Specifically, I would like to mention a few people in each country who were invaluable to my research.
In Iceland, I need to thank Dröfn and Rakel for organizing the amazing meeting of the women of Reykjavík; as well as Brynja, Rakel, and Palli for their friendship, always.
In Brazil, my hero Bianca Costa, along with Tekka and Caroline of Copacabana films. Thank you to Matt Hanover from Yahoo. And Cindy Chupack for her brilliant mind that I wish I could have as my own.
In Europe, my camera crew Aaron, Tony, and James for making us laugh all the way through Paris and Rome. In Paris, my two fixers, Laure Watrin and Charlotte Sector. In Rome, Veronica Aneris and Monica De Berardinis (and John Melfi for always being there to help, in any country he can). For Dana Segal, for a friendly face during a chaotic time. To Gabriele and Domenico for inspiring me always, not just in Rome. In Denmark, Thomas Sonne Johansen and Per Dissing, thank you for being there for me on the last, coldest leg of my Europe trip.
In Mumbai, India—Hamida Parker, Aparna Pujar, Jim Cunningham, Monica Gupta, thank you all for helping us navigate a very difficult-to-navigate city. You were generous hosts to us.
In Sydney, Australia—Karen Lawson, thank you for your endless enthusiasm, humor, and boundless energy. Thank you, George Moskos, for your additional help with the blokes, and your good humor about it all, and a thank-you to Bernard Salt, for giving me so much of his time for a long, hilariously depressing interview. And a special thanks to Genevieve Read, now Genevieve Morton, whom I’ve never met, but inspired me so.
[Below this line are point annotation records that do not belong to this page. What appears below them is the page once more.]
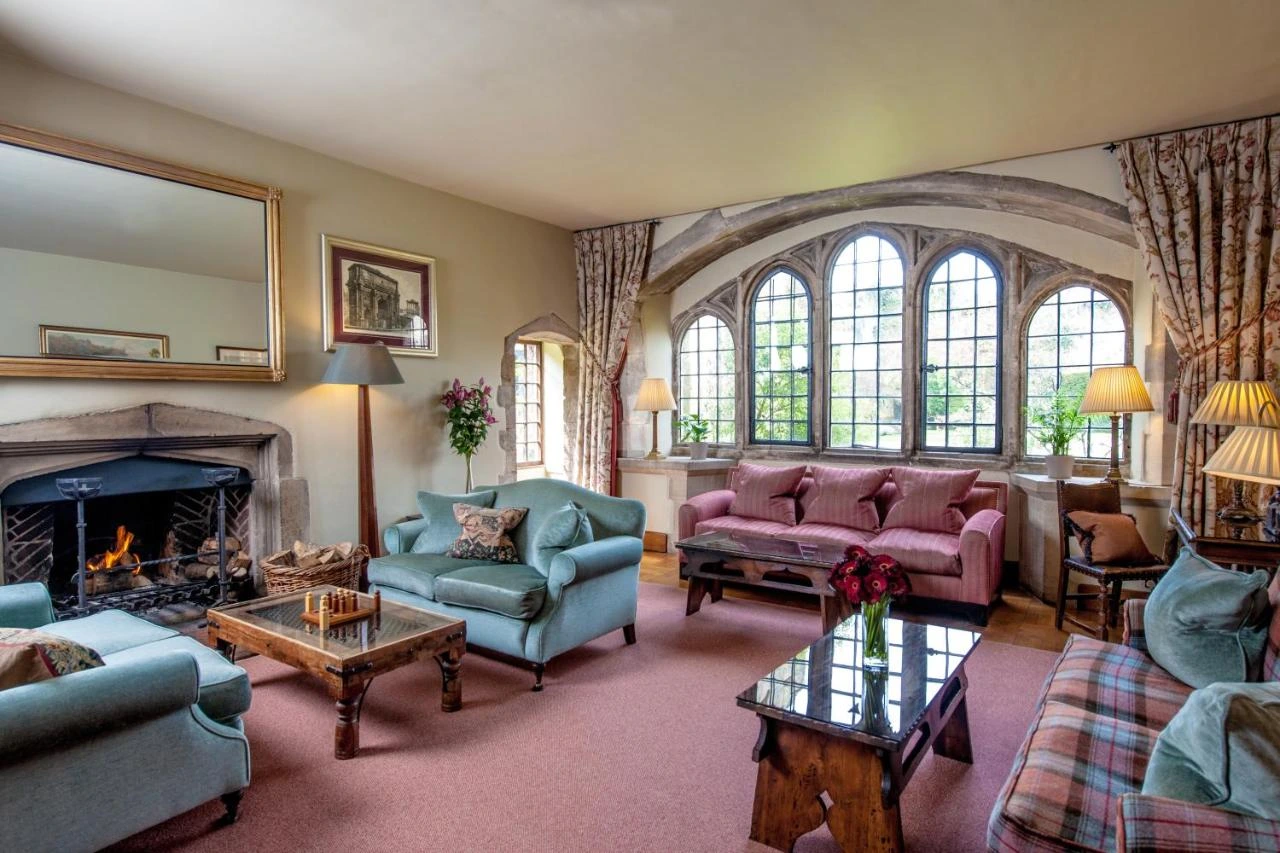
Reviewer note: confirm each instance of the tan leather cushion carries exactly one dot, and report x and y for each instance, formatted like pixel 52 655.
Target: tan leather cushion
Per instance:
pixel 1110 538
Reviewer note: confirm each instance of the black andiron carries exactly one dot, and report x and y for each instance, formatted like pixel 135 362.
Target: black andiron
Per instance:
pixel 86 488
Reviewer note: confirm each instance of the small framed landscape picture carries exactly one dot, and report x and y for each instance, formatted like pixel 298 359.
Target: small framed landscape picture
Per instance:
pixel 242 355
pixel 68 342
pixel 373 295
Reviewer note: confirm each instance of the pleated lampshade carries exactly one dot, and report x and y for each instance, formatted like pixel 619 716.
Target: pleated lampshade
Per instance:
pixel 1114 391
pixel 1248 454
pixel 1239 404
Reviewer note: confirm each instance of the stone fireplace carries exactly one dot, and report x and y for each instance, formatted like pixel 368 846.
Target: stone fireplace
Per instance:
pixel 156 509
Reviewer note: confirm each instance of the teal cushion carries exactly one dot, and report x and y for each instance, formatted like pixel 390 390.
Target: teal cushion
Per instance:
pixel 1207 624
pixel 511 589
pixel 566 528
pixel 1223 749
pixel 224 688
pixel 109 632
pixel 442 528
pixel 415 573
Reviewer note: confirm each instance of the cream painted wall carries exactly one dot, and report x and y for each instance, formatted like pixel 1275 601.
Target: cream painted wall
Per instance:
pixel 199 313
pixel 497 270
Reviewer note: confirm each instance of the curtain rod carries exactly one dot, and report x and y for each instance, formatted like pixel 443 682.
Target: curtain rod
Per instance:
pixel 1112 146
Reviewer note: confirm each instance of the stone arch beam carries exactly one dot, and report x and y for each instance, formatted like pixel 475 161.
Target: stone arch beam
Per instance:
pixel 714 236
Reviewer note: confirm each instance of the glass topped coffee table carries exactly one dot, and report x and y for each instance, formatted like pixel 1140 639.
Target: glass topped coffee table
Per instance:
pixel 828 725
pixel 348 657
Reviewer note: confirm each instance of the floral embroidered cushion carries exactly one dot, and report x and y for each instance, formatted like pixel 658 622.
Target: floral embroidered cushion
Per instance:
pixel 1110 538
pixel 929 500
pixel 484 533
pixel 767 492
pixel 30 656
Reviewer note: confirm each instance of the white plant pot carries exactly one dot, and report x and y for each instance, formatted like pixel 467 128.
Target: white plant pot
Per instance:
pixel 1059 468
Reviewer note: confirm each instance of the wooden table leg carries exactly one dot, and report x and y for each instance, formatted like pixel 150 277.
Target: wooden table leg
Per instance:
pixel 451 678
pixel 796 765
pixel 696 589
pixel 346 737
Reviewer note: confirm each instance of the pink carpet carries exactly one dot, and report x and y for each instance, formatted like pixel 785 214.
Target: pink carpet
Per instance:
pixel 629 748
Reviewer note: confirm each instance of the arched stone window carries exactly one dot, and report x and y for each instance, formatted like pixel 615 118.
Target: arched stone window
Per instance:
pixel 781 388
pixel 865 336
pixel 708 373
pixel 1077 329
pixel 960 387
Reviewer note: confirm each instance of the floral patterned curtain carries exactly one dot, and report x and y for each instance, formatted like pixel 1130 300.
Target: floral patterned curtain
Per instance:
pixel 1205 204
pixel 611 265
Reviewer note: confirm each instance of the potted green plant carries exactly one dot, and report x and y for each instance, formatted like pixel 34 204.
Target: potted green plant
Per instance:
pixel 694 429
pixel 1057 423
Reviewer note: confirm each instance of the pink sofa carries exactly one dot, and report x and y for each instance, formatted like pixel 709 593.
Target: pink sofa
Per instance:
pixel 963 568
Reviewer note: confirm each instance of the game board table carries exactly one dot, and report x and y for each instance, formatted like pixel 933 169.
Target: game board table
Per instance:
pixel 347 658
pixel 831 725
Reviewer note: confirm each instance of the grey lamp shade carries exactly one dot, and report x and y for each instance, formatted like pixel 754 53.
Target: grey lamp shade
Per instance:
pixel 362 364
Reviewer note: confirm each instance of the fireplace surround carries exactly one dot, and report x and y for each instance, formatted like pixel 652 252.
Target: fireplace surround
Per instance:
pixel 168 447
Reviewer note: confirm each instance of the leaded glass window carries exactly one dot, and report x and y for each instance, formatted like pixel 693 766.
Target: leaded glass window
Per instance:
pixel 529 402
pixel 780 360
pixel 707 375
pixel 961 355
pixel 865 315
pixel 1073 332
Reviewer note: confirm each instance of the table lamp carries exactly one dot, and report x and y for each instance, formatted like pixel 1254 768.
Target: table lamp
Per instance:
pixel 654 396
pixel 1249 454
pixel 362 365
pixel 1115 391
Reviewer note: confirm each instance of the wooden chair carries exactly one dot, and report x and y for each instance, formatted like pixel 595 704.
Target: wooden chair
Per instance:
pixel 1097 497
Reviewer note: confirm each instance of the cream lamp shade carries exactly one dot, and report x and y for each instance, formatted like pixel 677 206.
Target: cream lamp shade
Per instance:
pixel 654 396
pixel 1112 391
pixel 1249 454
pixel 1239 404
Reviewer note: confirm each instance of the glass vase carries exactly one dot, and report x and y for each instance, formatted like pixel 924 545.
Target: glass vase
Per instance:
pixel 874 642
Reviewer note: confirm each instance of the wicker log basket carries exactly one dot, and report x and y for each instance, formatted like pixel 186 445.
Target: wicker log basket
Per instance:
pixel 309 565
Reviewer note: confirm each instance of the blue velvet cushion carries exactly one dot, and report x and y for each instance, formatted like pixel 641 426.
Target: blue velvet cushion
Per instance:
pixel 1223 749
pixel 1206 624
pixel 442 528
pixel 565 528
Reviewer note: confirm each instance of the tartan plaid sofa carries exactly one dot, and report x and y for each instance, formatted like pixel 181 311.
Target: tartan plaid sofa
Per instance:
pixel 1077 780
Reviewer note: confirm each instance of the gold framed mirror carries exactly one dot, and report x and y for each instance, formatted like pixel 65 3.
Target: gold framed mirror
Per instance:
pixel 119 267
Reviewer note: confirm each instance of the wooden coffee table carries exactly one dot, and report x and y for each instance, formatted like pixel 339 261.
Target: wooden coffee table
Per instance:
pixel 347 658
pixel 711 559
pixel 828 725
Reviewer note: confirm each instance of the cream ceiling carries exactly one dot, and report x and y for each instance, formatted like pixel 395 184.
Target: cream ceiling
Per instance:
pixel 592 112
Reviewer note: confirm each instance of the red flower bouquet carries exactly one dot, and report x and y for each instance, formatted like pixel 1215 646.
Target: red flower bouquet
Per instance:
pixel 872 582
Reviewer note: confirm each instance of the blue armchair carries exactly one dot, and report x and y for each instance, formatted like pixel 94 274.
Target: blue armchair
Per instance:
pixel 92 757
pixel 521 611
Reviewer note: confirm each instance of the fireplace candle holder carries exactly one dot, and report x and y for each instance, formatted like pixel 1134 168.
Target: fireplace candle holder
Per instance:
pixel 80 489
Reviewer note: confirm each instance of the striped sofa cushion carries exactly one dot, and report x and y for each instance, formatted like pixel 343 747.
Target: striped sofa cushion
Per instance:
pixel 1061 793
pixel 1116 682
pixel 929 500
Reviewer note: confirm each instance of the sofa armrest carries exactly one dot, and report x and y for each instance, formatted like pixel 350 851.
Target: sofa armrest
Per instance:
pixel 1160 825
pixel 702 507
pixel 982 553
pixel 74 707
pixel 594 559
pixel 400 537
pixel 1134 633
pixel 24 606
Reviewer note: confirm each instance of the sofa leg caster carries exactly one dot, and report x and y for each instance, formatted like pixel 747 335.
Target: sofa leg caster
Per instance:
pixel 232 803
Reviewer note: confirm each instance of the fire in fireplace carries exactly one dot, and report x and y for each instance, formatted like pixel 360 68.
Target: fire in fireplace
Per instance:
pixel 136 533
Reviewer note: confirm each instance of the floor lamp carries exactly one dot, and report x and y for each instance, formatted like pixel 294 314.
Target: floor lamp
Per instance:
pixel 362 365
pixel 1115 391
pixel 1249 406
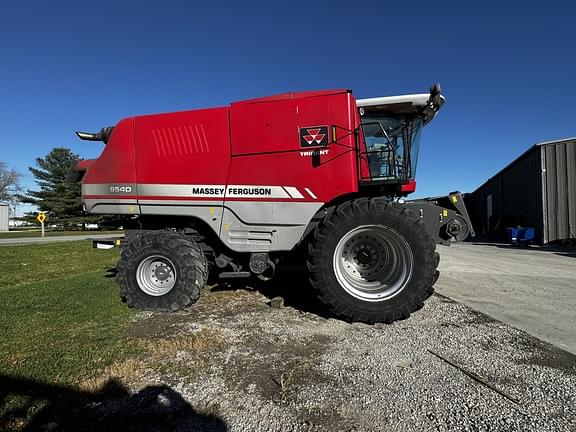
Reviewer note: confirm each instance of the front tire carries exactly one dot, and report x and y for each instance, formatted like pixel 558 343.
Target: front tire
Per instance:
pixel 372 260
pixel 161 271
In Beijing, I must thank two ladies, Chen Chang and Stephanie Giambruno, for all their help making Beijing one of the most memorable trips of my life. And for Chang, for her bravely honest insights. I’d like to thank Han Bing for his additional help and Nicole Wachs for being the best companion an aunt could ever ask for.
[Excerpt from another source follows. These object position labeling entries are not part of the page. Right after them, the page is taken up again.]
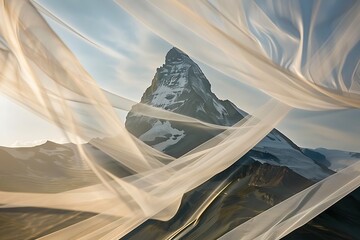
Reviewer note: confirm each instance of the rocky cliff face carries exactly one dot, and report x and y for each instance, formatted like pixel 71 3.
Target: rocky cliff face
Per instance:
pixel 180 86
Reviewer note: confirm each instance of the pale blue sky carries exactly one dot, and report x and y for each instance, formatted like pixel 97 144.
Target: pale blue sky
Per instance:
pixel 126 63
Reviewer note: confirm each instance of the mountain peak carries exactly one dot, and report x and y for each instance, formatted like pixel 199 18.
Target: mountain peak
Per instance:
pixel 180 86
pixel 176 55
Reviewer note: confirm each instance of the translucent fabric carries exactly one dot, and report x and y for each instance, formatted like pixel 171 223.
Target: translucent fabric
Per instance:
pixel 291 63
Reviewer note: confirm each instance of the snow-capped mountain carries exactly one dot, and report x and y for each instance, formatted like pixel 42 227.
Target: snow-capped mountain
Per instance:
pixel 180 86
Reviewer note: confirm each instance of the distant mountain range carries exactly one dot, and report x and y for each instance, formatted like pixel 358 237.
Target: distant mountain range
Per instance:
pixel 272 171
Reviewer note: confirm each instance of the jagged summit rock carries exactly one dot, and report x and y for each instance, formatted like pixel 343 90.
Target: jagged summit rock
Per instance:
pixel 180 86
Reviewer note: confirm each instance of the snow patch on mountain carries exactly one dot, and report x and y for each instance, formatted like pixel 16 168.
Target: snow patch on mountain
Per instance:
pixel 162 135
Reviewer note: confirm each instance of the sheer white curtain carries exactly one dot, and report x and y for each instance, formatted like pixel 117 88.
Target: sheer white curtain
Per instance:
pixel 241 39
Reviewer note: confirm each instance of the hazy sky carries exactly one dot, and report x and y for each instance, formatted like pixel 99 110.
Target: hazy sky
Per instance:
pixel 125 61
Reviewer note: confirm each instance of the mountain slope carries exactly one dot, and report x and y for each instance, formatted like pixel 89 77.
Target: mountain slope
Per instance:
pixel 180 86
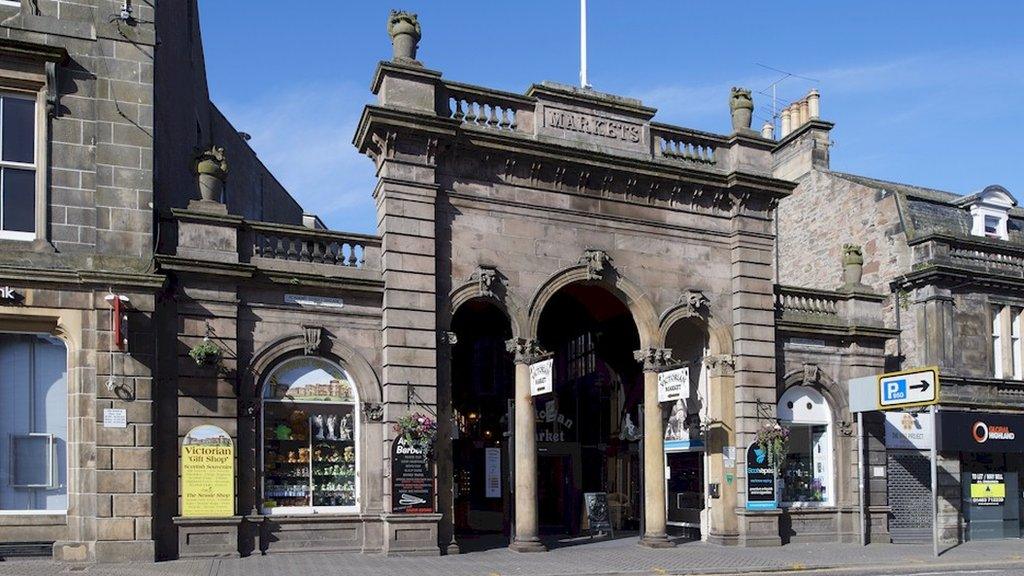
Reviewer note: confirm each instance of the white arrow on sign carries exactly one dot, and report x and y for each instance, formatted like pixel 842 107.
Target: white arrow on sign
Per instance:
pixel 909 387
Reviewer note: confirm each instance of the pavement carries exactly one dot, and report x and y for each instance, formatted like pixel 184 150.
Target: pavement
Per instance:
pixel 606 558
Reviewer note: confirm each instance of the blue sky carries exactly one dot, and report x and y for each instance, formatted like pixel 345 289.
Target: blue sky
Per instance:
pixel 930 93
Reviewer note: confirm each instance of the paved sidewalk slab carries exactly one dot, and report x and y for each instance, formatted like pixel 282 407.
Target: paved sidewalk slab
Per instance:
pixel 608 558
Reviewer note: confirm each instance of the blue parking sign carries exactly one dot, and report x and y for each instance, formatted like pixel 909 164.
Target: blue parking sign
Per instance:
pixel 894 389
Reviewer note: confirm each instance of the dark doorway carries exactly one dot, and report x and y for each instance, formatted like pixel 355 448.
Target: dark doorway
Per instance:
pixel 587 426
pixel 482 381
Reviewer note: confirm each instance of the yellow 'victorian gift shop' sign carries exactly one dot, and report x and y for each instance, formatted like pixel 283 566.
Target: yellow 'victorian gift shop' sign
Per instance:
pixel 207 472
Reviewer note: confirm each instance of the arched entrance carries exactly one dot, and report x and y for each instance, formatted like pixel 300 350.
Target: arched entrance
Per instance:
pixel 482 381
pixel 685 442
pixel 588 428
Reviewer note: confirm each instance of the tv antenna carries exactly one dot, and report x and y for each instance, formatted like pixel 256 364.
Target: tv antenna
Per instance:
pixel 774 88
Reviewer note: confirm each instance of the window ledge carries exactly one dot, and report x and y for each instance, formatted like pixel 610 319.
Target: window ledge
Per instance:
pixel 38 245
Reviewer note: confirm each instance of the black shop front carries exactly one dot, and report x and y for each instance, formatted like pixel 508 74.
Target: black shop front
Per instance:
pixel 990 446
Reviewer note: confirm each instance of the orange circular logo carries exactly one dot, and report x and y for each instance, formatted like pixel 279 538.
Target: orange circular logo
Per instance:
pixel 980 432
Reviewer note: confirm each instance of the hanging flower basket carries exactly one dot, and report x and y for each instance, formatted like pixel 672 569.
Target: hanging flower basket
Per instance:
pixel 206 353
pixel 774 440
pixel 418 430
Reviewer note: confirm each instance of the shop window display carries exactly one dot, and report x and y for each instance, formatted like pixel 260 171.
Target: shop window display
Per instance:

And overall, my research and this book would not have been possible if it wasn’t for Margie Gilmore and her relentless, tireless persistence, and Deanna Brown for her faith in us both. Margie, thank you again for giving me the world.
In the U.S., I need to thank the people who were there when this was just a germ of an idea and were ready to help. Mark Van Wye, Andrea Ciannavei, Shakti Warwick—and Garo Yellin, for that night when he figured it all out for me.
During the writing of this book, thank you Craig Carlisle, Kathleen Dennehy, and my savior Kate Brown.
And then to those without whom I would be nothing: Andy Barzvi for being the pushiest, most delightful agent a girl could ever ask for, it’s all her fault, every last bit of it; my editor Greer Hendricks—I’m still trying to figure out what great thing I did to deserve her; and to my publisher Judith M. Curr, I’m still learning how lucky I am that she’s in charge.
Thank you to my sushi and story ladies for being ready and willing to go way beyond the call of duty. Thank you to Marc Korman and Julien Thuan on whom I rely for everything. Thank you to John Carhart for all his hard work and good humor, even when he hates me. A special big international thank-you to Nadia Dajani, for taking this journey with me and being a witness to it all—and I mean all of it. The world would not have been so much fun without you. A special thank-you to Michael Patrick King, because he started it all, and will get a special thank-you always. And to all my friends and family, whose encouragement irritated me so, thank you for your patience with me. I am nothing without you.